Tuesday, May 14, 2013

Camino rest - two days in Lugo

21-22.4.2013

Lugo is a very pleasant and beautiful city, and its old town is surrounded by the longest extant Roman city walls in the world (constructed between AD 263 and 276). The path around top of the walls was full of strollers and runners every day, from early in the morning until late at night. I walked the whole 2.1km circumference of it - then walked part of it again - and never tired of looking at it. 

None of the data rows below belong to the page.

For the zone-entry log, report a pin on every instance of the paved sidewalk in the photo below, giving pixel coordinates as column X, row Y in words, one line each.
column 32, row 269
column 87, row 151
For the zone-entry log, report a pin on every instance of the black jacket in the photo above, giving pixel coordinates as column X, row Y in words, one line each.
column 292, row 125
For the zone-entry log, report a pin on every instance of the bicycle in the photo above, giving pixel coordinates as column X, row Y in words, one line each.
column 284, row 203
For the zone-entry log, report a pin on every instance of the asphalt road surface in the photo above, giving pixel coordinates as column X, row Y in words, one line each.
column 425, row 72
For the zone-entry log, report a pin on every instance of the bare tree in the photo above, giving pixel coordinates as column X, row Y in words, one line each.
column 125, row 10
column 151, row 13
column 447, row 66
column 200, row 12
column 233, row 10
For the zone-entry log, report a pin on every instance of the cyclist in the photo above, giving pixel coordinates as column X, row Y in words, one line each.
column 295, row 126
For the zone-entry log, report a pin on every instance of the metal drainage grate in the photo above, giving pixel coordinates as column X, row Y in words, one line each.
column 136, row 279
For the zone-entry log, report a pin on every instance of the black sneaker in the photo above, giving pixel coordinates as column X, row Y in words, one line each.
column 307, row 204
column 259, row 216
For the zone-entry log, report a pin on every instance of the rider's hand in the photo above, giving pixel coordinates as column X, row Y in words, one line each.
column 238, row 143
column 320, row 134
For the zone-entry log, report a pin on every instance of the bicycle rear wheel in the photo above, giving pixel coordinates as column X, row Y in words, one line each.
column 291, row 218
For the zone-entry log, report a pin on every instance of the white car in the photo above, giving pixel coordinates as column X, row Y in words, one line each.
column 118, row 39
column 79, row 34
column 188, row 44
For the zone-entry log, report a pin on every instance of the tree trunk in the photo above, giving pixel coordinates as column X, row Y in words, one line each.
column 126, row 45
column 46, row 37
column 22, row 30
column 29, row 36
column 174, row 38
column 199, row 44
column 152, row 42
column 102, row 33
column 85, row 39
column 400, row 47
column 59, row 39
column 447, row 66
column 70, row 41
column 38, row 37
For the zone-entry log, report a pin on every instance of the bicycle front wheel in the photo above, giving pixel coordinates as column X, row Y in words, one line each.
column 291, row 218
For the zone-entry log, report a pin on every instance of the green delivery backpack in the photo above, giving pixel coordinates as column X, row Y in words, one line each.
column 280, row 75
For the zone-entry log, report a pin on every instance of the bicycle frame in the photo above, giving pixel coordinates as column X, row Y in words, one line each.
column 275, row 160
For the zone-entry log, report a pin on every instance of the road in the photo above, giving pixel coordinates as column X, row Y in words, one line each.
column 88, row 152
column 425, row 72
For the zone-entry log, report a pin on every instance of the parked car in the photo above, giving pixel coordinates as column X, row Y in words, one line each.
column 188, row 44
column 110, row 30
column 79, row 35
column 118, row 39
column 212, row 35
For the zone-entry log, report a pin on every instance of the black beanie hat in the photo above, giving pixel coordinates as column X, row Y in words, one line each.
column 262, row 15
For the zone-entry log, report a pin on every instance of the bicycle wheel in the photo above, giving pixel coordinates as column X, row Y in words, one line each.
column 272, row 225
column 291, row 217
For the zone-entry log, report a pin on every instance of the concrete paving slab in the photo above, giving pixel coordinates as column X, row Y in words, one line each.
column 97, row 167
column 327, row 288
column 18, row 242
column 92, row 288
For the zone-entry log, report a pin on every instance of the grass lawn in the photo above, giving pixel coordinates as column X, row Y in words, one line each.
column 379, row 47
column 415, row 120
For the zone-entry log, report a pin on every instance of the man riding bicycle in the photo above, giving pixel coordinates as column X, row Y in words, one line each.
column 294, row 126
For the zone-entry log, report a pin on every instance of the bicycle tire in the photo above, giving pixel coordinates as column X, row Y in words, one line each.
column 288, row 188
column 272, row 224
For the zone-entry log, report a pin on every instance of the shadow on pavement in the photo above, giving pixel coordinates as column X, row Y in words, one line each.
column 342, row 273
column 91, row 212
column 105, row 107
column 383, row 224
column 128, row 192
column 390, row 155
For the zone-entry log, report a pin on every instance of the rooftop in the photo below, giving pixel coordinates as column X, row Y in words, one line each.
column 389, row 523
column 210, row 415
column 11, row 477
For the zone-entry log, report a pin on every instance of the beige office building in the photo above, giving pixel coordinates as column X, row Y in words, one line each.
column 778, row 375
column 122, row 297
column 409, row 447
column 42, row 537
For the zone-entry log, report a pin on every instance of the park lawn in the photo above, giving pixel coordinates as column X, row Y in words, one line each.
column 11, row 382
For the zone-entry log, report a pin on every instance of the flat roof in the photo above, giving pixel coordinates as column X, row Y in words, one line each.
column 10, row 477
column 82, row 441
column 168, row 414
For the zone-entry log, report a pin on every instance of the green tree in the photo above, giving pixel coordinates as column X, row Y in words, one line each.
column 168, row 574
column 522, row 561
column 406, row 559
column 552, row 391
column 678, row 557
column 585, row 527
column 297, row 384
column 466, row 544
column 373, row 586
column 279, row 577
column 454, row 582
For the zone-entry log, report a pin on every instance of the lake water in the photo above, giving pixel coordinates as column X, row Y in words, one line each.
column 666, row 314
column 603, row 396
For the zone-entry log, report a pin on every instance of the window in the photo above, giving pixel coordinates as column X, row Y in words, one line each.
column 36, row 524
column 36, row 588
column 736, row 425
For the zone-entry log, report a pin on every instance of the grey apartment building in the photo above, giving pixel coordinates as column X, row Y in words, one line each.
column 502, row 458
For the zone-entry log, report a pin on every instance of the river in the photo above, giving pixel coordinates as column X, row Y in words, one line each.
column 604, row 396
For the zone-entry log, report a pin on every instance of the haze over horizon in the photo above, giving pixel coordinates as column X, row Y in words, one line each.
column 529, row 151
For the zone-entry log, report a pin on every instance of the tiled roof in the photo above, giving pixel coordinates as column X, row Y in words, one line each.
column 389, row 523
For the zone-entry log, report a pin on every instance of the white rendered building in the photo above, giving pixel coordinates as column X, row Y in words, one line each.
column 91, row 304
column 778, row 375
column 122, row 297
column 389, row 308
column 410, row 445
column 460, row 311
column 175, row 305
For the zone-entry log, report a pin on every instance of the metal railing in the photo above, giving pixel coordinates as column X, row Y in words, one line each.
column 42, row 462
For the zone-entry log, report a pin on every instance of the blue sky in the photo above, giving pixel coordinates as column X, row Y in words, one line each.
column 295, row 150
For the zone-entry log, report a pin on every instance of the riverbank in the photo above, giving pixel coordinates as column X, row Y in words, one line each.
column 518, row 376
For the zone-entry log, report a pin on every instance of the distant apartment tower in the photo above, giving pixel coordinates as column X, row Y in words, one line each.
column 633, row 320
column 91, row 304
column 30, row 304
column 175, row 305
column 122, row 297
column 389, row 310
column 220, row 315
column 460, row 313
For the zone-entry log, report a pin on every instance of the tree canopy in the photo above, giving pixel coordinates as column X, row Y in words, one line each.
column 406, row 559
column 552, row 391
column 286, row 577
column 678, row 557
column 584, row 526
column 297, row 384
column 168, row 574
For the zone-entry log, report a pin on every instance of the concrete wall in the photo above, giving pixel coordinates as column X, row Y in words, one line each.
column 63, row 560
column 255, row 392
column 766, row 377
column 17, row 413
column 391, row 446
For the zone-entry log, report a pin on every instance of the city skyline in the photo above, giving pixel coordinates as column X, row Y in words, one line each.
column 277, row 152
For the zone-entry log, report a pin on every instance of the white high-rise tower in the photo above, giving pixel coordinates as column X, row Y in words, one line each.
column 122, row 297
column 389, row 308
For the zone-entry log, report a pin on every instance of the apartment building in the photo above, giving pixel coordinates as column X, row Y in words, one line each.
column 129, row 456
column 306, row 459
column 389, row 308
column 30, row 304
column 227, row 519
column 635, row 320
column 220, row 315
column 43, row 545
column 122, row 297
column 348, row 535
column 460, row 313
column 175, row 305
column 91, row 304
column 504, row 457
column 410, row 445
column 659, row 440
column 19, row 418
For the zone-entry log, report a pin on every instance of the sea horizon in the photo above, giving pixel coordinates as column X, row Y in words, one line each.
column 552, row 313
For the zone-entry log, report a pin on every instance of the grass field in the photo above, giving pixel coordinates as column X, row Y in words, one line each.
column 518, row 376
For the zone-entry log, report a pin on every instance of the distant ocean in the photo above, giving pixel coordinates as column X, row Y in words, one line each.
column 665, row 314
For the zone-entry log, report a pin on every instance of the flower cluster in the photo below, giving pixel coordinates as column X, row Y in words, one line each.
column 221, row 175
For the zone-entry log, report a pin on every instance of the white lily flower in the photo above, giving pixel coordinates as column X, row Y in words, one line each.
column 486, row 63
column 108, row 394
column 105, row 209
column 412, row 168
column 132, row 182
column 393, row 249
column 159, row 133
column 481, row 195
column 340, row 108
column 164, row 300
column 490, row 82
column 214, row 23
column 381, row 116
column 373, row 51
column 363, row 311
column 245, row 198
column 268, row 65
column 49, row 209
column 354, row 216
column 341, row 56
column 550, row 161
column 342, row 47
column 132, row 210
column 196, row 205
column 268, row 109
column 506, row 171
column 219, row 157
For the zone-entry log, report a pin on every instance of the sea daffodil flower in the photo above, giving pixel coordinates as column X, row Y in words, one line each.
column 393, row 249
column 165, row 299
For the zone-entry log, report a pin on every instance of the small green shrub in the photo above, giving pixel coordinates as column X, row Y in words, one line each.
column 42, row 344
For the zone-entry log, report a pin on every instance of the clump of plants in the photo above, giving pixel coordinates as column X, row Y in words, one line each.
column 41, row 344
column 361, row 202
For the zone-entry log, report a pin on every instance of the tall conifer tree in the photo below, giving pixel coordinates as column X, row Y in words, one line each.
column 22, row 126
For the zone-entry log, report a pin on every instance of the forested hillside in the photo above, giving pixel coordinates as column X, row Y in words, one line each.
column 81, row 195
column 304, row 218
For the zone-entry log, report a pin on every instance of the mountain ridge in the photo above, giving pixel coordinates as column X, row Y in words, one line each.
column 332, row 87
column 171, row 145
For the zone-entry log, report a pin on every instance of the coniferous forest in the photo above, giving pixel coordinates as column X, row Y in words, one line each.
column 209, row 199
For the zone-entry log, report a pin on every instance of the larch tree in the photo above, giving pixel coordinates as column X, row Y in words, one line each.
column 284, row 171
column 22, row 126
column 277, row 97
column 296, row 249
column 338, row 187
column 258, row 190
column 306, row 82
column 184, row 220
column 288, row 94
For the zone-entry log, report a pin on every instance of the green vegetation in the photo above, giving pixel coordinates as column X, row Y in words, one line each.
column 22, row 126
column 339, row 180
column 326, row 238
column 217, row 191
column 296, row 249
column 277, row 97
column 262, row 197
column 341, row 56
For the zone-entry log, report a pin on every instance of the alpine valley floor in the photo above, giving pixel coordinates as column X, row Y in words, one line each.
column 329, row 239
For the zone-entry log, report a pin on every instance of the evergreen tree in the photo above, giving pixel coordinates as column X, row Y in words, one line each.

La Catedral de Santa María (begun in 1129) originally was built in the Romanesque style (and some of that survives - painted arches and the tomb of a prelate), but it expanded throughout the centuries and contains Gothic, Baroque, Rococo and Neo-classical elements. It felt ancient and holy, and I found myself drawn back to it repeatedly while I was in Lugo. 




Majestas Domini (Christ in Majesty) over one transept entrance.


High altar from the choir.


I happened into the Cathedral at the start of an early mass in one of the apse chapels on Sunday morning, and I lowered the median age of the worshippers by about 40 years. It was a quiet little mass that I will never forget. This is the ancient priest tidying up afterward. 


Transept and crossing.


The surviving bit of the Romanesque basilica.



Praza Maior (the main square of the old city).



Casa do Concello (provincial government building) on Praza Maior.


Rúa San Pedro.


Rúa Calvo Sotelo.


The courtyard of O Candid Mesón Pulpería, up against the Roman wall, where I ate the best pulpos a la gallega (Galician-style octopus) of the trip. 
 

Portomarín (about 30km south of Lugo). is the town where Antonio Rivas (my great-grandfather) was born (and one of the traditional stops along the most well-known and -traveled route, the Camino Francés), and I took a bus down from Lugo to see it on Monday. The medieval town and Roman bridge Antonio would have known were flooded by the reservoir when the Río Minho was dammed in the 1960s. Portomarín was relocated on higher ground, just above the flooded old town. Though Antonio's town is gone, it was very moving to see the surrounding landscapes that he would have known well. The foundations of the old town an the Roman bridge are under the lake here.


Some of Antonio's Portomarín does survive. The most historic buildings, including this 12th-century Templar fortress-church of San Xoán, were moved stone-by-stone to the new site.